KENDİNİ KONTROL EDEBİLMEK ÖNEMLİ
- Ülke sınırlarını aşan bir şöhret. Peki ün ve ego size ne ifade ediyor?
- Şöhret denen şeyin büyüsüne hayatım boyunca kapılmak istemedim. Yorucu bir durum, evet avantajları var gibi gözüküyor ama dezavantajları daha çok bence. İnsanın hayatını çerçeveleyen ve normal akışının tersine çeviren bir durum. Zaman zaman hatalarım olmuş olabilir ama hayatım boyunca bu sorumluluğu taşımaya çalıştım. Yaptığınız iş ünlü olmanızı gerektiriyor. Aslında ün meselesi benim umurumda olmadı. Ben sıradan insanlar gibi yaşamayı çok seviyorum. Onlarla birlikte aynı şekilde, aynı standartlarla, aynı sınırlar içerisinde yaşıyor olmak benim için değerli. Çünkü benim malzemem insan. Onları gözlemlemem, onlarla konuşmam, onların dilini biliyor olmam, onların bakış açılarını görüyor olmam, oyuncu olarak çok değerli ve önemli. O yüzden de hiç kimse beni böyle bir star havalarında göremez. Egoya gelince bana göre ben egosantrik bir adam değilim. Ama zaten ego ünle gelen bir şey de değildir. Ego sahibi olabilmeniz için illa ünlü olmanız gerekmiyor. Kendini kontrol ediyor olabilmek çok önemli. Bilmiyorum benim görmediğim belki egosal şeylerim olabilir ama iyi dostlarım, iyi arkadaşlarım var. Böyle bir şey olması durumunda beni uyarır ve bunu düzeltmemi sağlarlar.
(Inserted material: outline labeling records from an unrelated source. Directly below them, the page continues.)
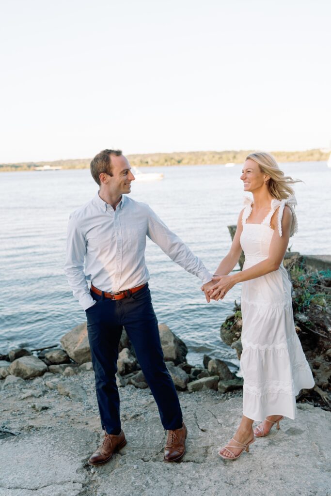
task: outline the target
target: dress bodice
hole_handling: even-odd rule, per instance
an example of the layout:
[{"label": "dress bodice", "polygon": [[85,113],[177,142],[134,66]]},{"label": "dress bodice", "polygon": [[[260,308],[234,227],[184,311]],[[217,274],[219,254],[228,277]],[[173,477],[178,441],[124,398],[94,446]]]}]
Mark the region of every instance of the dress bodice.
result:
[{"label": "dress bodice", "polygon": [[[269,253],[269,247],[271,243],[273,230],[270,226],[271,219],[277,209],[277,229],[279,236],[282,236],[281,219],[285,205],[288,205],[292,213],[292,223],[291,229],[291,236],[296,232],[298,224],[296,216],[294,210],[294,206],[296,204],[294,196],[289,197],[285,200],[272,199],[271,201],[270,209],[267,215],[261,224],[248,224],[247,219],[250,216],[253,207],[253,200],[248,196],[244,199],[245,209],[243,212],[242,222],[243,232],[240,236],[240,244],[245,253],[246,260],[250,258],[266,258]],[[252,262],[254,260],[252,259]],[[255,263],[257,263],[257,260]]]}]

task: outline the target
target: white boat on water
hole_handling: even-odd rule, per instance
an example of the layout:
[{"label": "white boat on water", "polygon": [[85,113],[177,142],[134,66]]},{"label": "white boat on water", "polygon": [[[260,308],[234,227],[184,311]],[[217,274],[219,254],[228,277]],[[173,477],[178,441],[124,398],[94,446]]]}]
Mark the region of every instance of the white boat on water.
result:
[{"label": "white boat on water", "polygon": [[34,171],[61,171],[62,167],[56,167],[51,165],[40,165],[35,167]]},{"label": "white boat on water", "polygon": [[136,167],[131,167],[132,173],[136,181],[158,181],[163,179],[161,172],[141,172]]}]

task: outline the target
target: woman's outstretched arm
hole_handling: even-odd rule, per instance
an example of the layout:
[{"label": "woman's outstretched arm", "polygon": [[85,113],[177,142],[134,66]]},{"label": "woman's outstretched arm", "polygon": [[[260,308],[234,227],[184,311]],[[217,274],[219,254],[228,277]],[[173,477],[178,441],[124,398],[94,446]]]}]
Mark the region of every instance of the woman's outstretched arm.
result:
[{"label": "woman's outstretched arm", "polygon": [[[243,231],[243,225],[242,223],[242,218],[244,210],[242,210],[239,214],[239,216],[237,223],[237,229],[233,238],[232,244],[231,245],[230,251],[224,258],[221,261],[217,268],[216,270],[215,274],[218,276],[228,274],[236,266],[241,254],[242,251],[240,246],[240,236]],[[210,301],[208,291],[214,286],[215,279],[213,278],[213,280],[206,284],[204,284],[201,288],[202,291],[204,292],[207,301],[209,303]]]},{"label": "woman's outstretched arm", "polygon": [[[277,211],[276,211],[277,212]],[[290,208],[285,206],[281,221],[282,236],[280,236],[278,230],[274,230],[267,258],[259,262],[256,265],[240,272],[231,276],[223,275],[210,288],[209,295],[212,299],[222,300],[226,293],[235,284],[250,279],[261,277],[269,272],[273,272],[279,268],[288,245],[292,224],[292,212]]]}]

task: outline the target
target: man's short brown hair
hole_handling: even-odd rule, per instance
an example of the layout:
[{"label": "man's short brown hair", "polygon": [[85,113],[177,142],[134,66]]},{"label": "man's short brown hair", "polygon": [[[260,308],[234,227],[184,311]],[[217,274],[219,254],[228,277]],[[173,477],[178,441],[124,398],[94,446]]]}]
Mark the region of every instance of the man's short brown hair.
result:
[{"label": "man's short brown hair", "polygon": [[113,175],[112,171],[111,155],[119,157],[122,155],[121,150],[103,150],[96,155],[91,162],[90,169],[92,177],[99,186],[100,186],[100,175],[104,172],[109,176]]}]

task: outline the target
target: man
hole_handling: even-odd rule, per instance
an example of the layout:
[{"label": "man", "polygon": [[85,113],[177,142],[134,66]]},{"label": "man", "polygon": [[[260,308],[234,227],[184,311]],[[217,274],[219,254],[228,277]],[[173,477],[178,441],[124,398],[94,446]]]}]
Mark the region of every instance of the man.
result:
[{"label": "man", "polygon": [[[120,150],[104,150],[91,162],[100,189],[70,217],[65,272],[74,296],[86,311],[101,425],[102,444],[90,465],[110,459],[126,444],[121,429],[115,373],[123,326],[168,431],[166,462],[185,452],[186,428],[178,397],[163,360],[157,320],[152,306],[144,251],[148,236],[174,261],[198,276],[206,299],[213,284],[201,260],[144,203],[127,196],[134,180]],[[85,262],[85,273],[84,262]],[[89,290],[86,278],[92,284]],[[208,283],[210,282],[210,284]]]}]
BAŞROL OYUNCUSU İŞİN KARAKTERİNİ BELİRLER
- Rol aldığınız her projede genç oyuncular sizin desteğinizden bahsediyor...
- Genç oyuncular benim için çok önemli. Üslup, tarz, karakter, duruş biçimi oluşturmak zorundasınız. Biz de setimizde bunu göz önünde bulunduruyoruz. Bizimle çalışan genç arkadaşlarımıza bunu mümkün olduğunca anlatmaya, yaşatmaya ve bunu kendileri için yolculuk haline getirmelerine çalışıyoruz. Bizim setimiz çok eğlencelidir. Bir yandan okul gibidir, dostlukları çok kuvvetlidir. Bu böyle de devam edecek. Genç arkadaşlarımın starlık peşinde koşmamaları, önemli olan işlerini doğru yapmaları, sevgi ve saygı çerçevesinde yapıyor olmaları bizim düsturumuzdur. Şükürler olsun ki bugüne kadar bizimle çalışan bütün arkadaşlarımız bu duruş biçimini gösterdiler. Bu da benim için çok mutluluk verici.
- Babacan tavrınızı herkes biliyor. Sizin bulunduğunuz bir setin ortamı nasıl olur?
- Hep söylediğim ve inandığım şey setin başrol oyuncusu, setin yönetmeni ve yapımcısı işin karakterini belirler. Özellikle sette başrol oyuncusunun insanlarla ilişkisi, tavrı, biçimi, durduğu yer önemlidir, etkilidir. Set oradan beslenir, herkes dönüp oradan örnek alır. Bende hayatım boyunca yaptığım işlerin içerisinde hep ortada, mesafesiz, saygılı ve sevgili olmaya çalıştım. Ekibimi korumayı, kollamayı seviyorum. Bunun da karşılığını çok aldım. Benimle çalışan arkadaşlarımın kanısı da büyük ihtimalle böyledir.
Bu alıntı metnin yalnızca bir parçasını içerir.